黄蓉闻言便掏出匕首检视了保存尚未完好的狼尸,却又是猛地想起什么似的拍了拍脑袋说道:“哦哟,竟是忘了这茬,咱们的火折子均已消耗殆尽,这可如何生活将这狼肉烤熟了去。”
“这还不容易。”黄药师一边用衣袖替黎荇拭去脸上溅到的血迹,一边幽幽说道:“咱们取些狼皮下的油脂,弄些火花出来,自是有办法生火的。”
不知为何,他总是不愿瞧见黎荇脸颊上沾染半点血腥,兴许是因为当年桃花岛之变时她重伤不治半身染血的惨状是他这一生唯一再不愿回忆的场景罢。
可一语言罢他却丝毫没有要付诸行动的架势,只是自顾自地在黎荇脸颊上那几点早已干涸的血迹上来回擦拭,来回摩挲下早已在那苍白细滑的脸颊上留下了些许红印,这使得他不敢再用大力,挣扎了数回后只能暗自叹了口长气作罢。
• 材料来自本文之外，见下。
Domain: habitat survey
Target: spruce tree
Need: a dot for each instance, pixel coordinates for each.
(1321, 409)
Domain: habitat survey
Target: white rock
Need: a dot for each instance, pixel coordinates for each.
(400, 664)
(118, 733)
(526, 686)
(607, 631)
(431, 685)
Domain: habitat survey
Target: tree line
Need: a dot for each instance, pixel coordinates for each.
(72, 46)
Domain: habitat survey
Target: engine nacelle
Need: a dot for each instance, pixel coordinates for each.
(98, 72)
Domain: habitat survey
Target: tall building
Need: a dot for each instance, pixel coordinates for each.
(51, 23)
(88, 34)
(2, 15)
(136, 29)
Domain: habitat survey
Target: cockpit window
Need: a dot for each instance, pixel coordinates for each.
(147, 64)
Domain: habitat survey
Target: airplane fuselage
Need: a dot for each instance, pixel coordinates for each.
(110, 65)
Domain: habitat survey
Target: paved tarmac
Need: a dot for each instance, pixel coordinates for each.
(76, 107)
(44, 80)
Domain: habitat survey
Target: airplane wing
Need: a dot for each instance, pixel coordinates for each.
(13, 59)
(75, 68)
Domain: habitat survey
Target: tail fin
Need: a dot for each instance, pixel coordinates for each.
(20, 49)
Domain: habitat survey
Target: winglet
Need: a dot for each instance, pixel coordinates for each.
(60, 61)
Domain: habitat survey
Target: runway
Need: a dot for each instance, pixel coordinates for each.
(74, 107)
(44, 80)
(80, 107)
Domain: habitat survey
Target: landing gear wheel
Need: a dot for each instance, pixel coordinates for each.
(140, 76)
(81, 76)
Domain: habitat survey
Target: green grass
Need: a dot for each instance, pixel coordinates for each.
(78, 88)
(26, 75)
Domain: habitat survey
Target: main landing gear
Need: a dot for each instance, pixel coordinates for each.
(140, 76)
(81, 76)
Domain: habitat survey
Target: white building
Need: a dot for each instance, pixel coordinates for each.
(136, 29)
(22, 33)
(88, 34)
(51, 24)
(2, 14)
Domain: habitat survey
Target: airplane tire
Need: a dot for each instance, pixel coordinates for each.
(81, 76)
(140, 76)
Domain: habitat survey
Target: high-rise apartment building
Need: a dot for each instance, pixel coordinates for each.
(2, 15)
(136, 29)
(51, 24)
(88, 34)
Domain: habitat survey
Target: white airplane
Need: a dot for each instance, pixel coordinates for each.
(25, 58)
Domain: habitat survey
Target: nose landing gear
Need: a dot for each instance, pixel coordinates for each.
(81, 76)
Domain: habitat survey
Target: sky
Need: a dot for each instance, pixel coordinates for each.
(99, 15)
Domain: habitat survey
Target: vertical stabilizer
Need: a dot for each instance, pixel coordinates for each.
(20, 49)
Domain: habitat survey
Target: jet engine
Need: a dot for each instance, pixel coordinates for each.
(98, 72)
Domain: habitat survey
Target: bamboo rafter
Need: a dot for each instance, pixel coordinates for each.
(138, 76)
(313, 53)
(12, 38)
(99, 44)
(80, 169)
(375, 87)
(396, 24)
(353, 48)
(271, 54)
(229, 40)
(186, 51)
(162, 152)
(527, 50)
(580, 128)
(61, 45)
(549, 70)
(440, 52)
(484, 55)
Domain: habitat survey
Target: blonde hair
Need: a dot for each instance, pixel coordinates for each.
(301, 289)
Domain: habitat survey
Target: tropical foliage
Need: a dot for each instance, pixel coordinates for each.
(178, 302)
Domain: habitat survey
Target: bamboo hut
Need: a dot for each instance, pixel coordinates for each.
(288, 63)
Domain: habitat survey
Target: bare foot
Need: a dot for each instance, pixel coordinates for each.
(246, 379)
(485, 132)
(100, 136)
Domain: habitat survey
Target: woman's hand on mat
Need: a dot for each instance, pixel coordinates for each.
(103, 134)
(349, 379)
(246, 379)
指腹不甘心间略带了些不舍地在她瘦削的脸颊上一带而过,那常年习武积蓄的薄茧带来的酥麻感意料间地引来对方下意识轻笑与退缩。
“喂……”黎荇早已被他的举动弄得颇为不好意思,却又莫名不愿羞于表达而压下不发,直到那麻痒之感惹得她轻笑不已这才从中反应过来缩着肩膀朝后退去。
“呵……”黄药师这才反应过来,他的举动似是与他平时大相径庭,即便如此他也只好耸了耸肩,松开了手向后细不可查地退后了小半步。
转眼望去,自家女儿早已着手搜刮着野狼的油脂,其余几人为了不显示自己的尴尬处纷纷出手帮忙,不出片刻便已将刮下的油脂堆成了一个小坡。
黄药师故作镇定般地自黎荇腰间抽出红莲剑,又自黄蓉腰间抽出碧玉软剑来,运足了内劲将两样兵刃奋力朝反向对撞而击.。
橙红色的火星在撞击之下如同烟花般转瞬即逝,他本不愿用此方法,只不过沿途找不到任何树枝枯叶,这是较之钻木取火唯一便捷的方法。
只消尝试了四五回,那油脂堆积成的小坡便被火星引燃,熊熊烈焰伴随着一股子难以名状的香味引得在场众人无不暗自咽着口水。
那厢黄蓉早已将尚存留完好形状的狼匹的肉剔了下来,可无奈现场石林密布寻得不枝桠,她只能同丘处机等人借得一柄长剑串着切成小块的狼肉不断翻转炽烤。
“人常言,剑乃利器,若非复仇却只为守护苍生,却未曾想它却有这般令人果腹只效用。”马钰见此场景不禁捋着下巴上的胡须摇头说道,言语间掺杂着几分无奈与苦涩。
那油狼油堆成的篝火虽旺,却燃烧得极快,郭靖便同他义兄分工,一个剔出脂肪,另一个则不时往火堆中扔上几块油脂,也好让黄蓉的料理更为便捷。
众人已饥肠辘辘多时,那狼肉被火焰逼出了多余油脂,精瘦处早已被火燎得散发出教人难以自控的香味,黄蓉小心翼翼地自怀中取出那仅剩一点盐的瓷瓶,谨慎地敲动着瓶壁将盐均匀洒在烤肉之上。
此刻众人的表情早已无异于饿狼,直到黄蓉自己小声喘了口气,心满意足地自篝火上取出那已变为金黄色的狼肉分发给众人,这才如获大赦般地长吁一口气。
“蓉儿,你这手艺可是愈发高超啦。”洪七公顾不得那滋滋冒油的肥肉烫嘴,张口便撕下一块肉来边哈气边咀嚼,手下意识探向腰间寻那酒壶,却才回过神壶中早已空空如也。
“可惜了。”洪七公无奈摇摇头,脑中不禁想起当年被黄蓉“坑骗”每日尝她手艺教授郭靖武学的日子,再瞧瞧现如今二人近似形同陌路,委实教人唏嘘。
饭饱之后众人个个只觉得腹中升起一股子暖意,双腿自然而然不听使唤,只想倚在石壁旁闭目养神。黄药师同洪七公商议决定先在此地住下,待到东方泛白之时再启程赶路。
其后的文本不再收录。